Movement classes provide a good example. We want our students to learn and practice the concepts of spatial relationship, gross and fine body control, choreographic skills and expressive movement. Some readers may have recollection of Movement classes involving pretending to be “trees blowing in the wind”, or "wading through mud".

At Westminster School, the introduction to Movement is a little different. Year 8s are introduced to Basic Stage Combat and extended in Year 9 with Basic Stage Combat with weapons, both introducing vital concepts. A side benefit is the awareness that fictional TV and film violence is choreographed to the finest detail, and is frequently unrealistic in its outcome.

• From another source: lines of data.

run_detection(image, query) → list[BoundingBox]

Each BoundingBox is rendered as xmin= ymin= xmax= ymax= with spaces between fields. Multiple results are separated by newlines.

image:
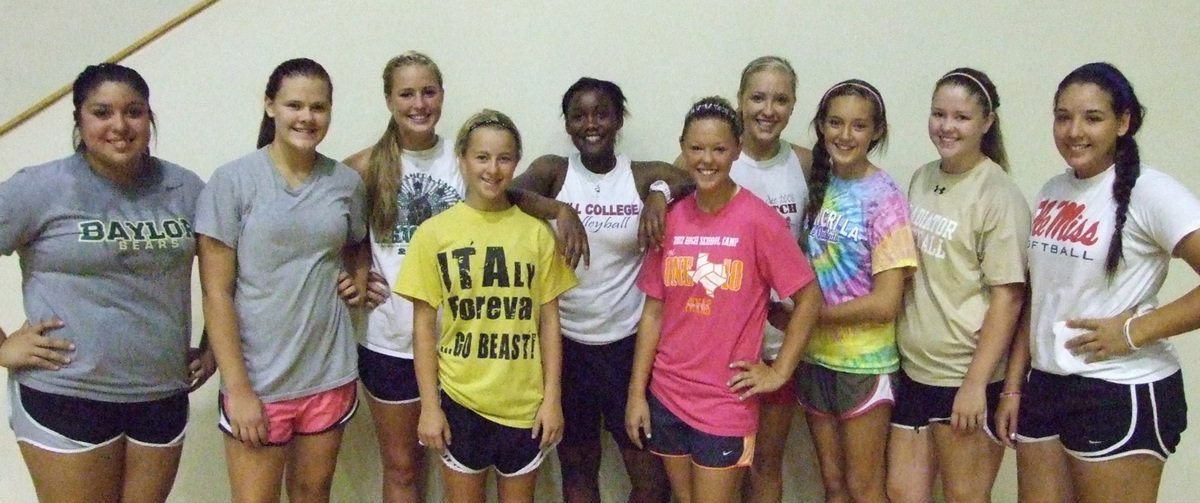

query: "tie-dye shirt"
xmin=804 ymin=168 xmax=917 ymax=374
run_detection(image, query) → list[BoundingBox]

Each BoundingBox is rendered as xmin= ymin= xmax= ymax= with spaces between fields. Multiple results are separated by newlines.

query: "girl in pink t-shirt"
xmin=625 ymin=96 xmax=821 ymax=503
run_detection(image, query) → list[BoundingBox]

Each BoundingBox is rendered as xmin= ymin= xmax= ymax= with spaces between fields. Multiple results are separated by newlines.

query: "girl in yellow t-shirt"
xmin=394 ymin=110 xmax=577 ymax=503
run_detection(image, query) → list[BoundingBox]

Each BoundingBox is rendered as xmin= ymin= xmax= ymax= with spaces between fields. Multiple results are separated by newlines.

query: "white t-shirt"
xmin=554 ymin=154 xmax=644 ymax=344
xmin=729 ymin=141 xmax=808 ymax=360
xmin=362 ymin=138 xmax=463 ymax=357
xmin=1028 ymin=164 xmax=1200 ymax=384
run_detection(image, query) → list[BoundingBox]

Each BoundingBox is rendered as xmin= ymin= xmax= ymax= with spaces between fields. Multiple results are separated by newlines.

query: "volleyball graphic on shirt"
xmin=691 ymin=252 xmax=727 ymax=297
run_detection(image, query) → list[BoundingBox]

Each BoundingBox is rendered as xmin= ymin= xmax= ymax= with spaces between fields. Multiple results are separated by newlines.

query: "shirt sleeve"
xmin=0 ymin=168 xmax=42 ymax=255
xmin=979 ymin=180 xmax=1031 ymax=286
xmin=534 ymin=220 xmax=578 ymax=305
xmin=636 ymin=244 xmax=666 ymax=300
xmin=193 ymin=166 xmax=244 ymax=249
xmin=394 ymin=222 xmax=444 ymax=307
xmin=1131 ymin=169 xmax=1200 ymax=255
xmin=869 ymin=178 xmax=919 ymax=275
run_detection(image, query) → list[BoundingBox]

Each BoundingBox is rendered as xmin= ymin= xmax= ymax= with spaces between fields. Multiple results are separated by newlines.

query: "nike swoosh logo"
xmin=722 ymin=450 xmax=735 ymax=456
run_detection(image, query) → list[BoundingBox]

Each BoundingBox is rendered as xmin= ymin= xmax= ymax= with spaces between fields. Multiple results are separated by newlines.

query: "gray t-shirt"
xmin=0 ymin=153 xmax=203 ymax=402
xmin=195 ymin=148 xmax=366 ymax=402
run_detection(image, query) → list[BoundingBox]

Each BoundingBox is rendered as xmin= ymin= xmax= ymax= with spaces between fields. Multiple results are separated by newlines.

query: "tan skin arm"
xmin=996 ymin=293 xmax=1032 ymax=448
xmin=819 ymin=267 xmax=909 ymax=325
xmin=1065 ymin=229 xmax=1200 ymax=360
xmin=335 ymin=151 xmax=388 ymax=308
xmin=729 ymin=280 xmax=822 ymax=399
xmin=198 ymin=235 xmax=269 ymax=446
xmin=625 ymin=296 xmax=663 ymax=449
xmin=411 ymin=299 xmax=450 ymax=452
xmin=792 ymin=143 xmax=814 ymax=181
xmin=0 ymin=320 xmax=71 ymax=371
xmin=951 ymin=282 xmax=1024 ymax=433
xmin=532 ymin=299 xmax=564 ymax=449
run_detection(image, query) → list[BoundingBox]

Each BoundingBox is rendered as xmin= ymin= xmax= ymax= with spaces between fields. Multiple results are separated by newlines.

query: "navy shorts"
xmin=439 ymin=391 xmax=548 ymax=477
xmin=646 ymin=393 xmax=754 ymax=469
xmin=10 ymin=381 xmax=187 ymax=453
xmin=358 ymin=345 xmax=420 ymax=404
xmin=561 ymin=335 xmax=638 ymax=450
xmin=890 ymin=370 xmax=1002 ymax=441
xmin=1017 ymin=369 xmax=1187 ymax=461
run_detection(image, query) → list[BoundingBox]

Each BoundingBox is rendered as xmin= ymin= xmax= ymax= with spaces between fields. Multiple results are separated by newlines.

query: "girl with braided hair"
xmin=796 ymin=79 xmax=917 ymax=503
xmin=1002 ymin=62 xmax=1200 ymax=503
xmin=888 ymin=68 xmax=1030 ymax=503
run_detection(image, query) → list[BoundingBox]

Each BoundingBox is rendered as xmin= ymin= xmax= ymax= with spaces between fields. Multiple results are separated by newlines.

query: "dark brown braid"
xmin=1107 ymin=136 xmax=1141 ymax=273
xmin=1055 ymin=62 xmax=1145 ymax=275
xmin=802 ymin=79 xmax=889 ymax=240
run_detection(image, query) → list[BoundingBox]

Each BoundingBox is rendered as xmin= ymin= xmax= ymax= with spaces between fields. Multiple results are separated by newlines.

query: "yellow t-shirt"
xmin=395 ymin=203 xmax=577 ymax=427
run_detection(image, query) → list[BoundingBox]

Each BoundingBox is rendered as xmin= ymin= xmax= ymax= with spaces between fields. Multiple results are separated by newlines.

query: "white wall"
xmin=2 ymin=1 xmax=1199 ymax=501
xmin=0 ymin=0 xmax=200 ymax=128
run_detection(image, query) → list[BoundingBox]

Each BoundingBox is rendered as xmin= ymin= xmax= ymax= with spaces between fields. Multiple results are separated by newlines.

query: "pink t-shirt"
xmin=637 ymin=189 xmax=815 ymax=436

We are extremely fortunate to have Sifu Nino Pilla and Sifu Ruth Fallon, Jeet Kune Do instructors and Stage Combat Specialists, from the Martial Arts Stunt Krew (MASK), instructing our Year 8 and 9 students.

Nino recently returned to Adelaide for a brief time after one of his many times working in LA and Europe, and brings thirty five years of experience in martial arts instruction and twenty years of industry experience in film and TV stunt choreography to our students. Ruth, known to some of our students as the original “Rhapsody” from the hit children’s series “The Fairies”, is also a trained, working actor, and Stage Combat Choreographer. She, too, has just returned from working in Europe. Our Year 8 and 9 students are looking forward to several more sessions with our guest instructors culminating in a practical assessment of brief fight sequences.

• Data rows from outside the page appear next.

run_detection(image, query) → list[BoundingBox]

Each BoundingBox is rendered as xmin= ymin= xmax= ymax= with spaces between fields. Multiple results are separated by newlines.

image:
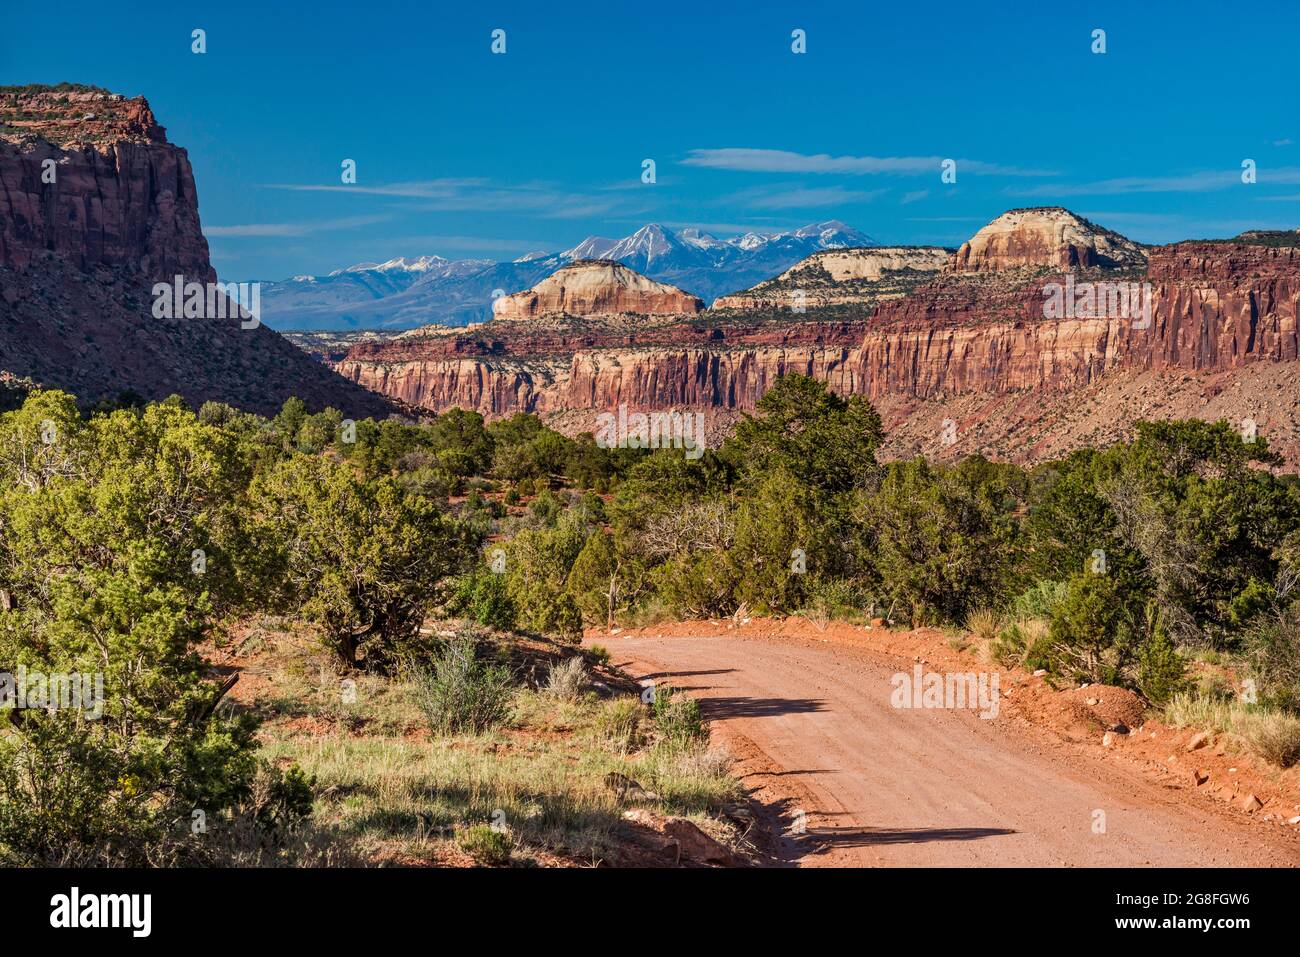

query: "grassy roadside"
xmin=219 ymin=617 xmax=749 ymax=866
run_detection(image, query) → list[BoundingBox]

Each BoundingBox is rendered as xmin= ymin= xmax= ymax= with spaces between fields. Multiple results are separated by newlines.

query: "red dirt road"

Year 10 Drama extends students’ Movement skills and application further through intensive modern Circus Training with the view to them devising and performing a Nouveau Cirque piece to Westminster Preparatory School students in Term 2. Initial Body Control training commences with myself and our Head of History and Geography, Kat Elliot. I have a good deal of experience in physical conditioning through working with MASK and as a Personal Trainer, prior to working at Westminster, while Kat has extensive training in Physical Theatre and Circus, which she gained prior to working at Westminster.

This basic conditioning is then extended by guest instructor Ella Fenwick. Ella toured for five years with Cirque du Soleil as a Principal Aerial Artist, and has, since returning to Adelaide, been extensively involved with devising and performing shows for the Adelaide Fringe Festival. Ella also has a significant role in training the elite athletes of Cirkidz. Ella brings an immense amount of expertise in training young people in the disciplines associated with Physical Theatre and Circus to our Year 10 Drama students.

In the meantime, Year 11 Drama students are engaged with devising theatre works for assessment to reflect their understanding of a range of non-realistic theatre innovators and styles, many drawing on the physical theatre training described above. They, along with the Year 12s, have attended an eclectic range of high quality performances during the Adelaide Festival of Arts, and it’s off shoot, the Adelaide Fringe Festival, including ‘Out of Chaos’, ‘Manus’, ’Eurydice’, ‘Extinguished Things’, and ‘The Tiger Lillies'. This experience has resonated with both Year 11 and 12 Drama students in their analysis of alternatives to the theatrical styles of Naturalism and Realism, and is sure to influence their work in upcoming productions.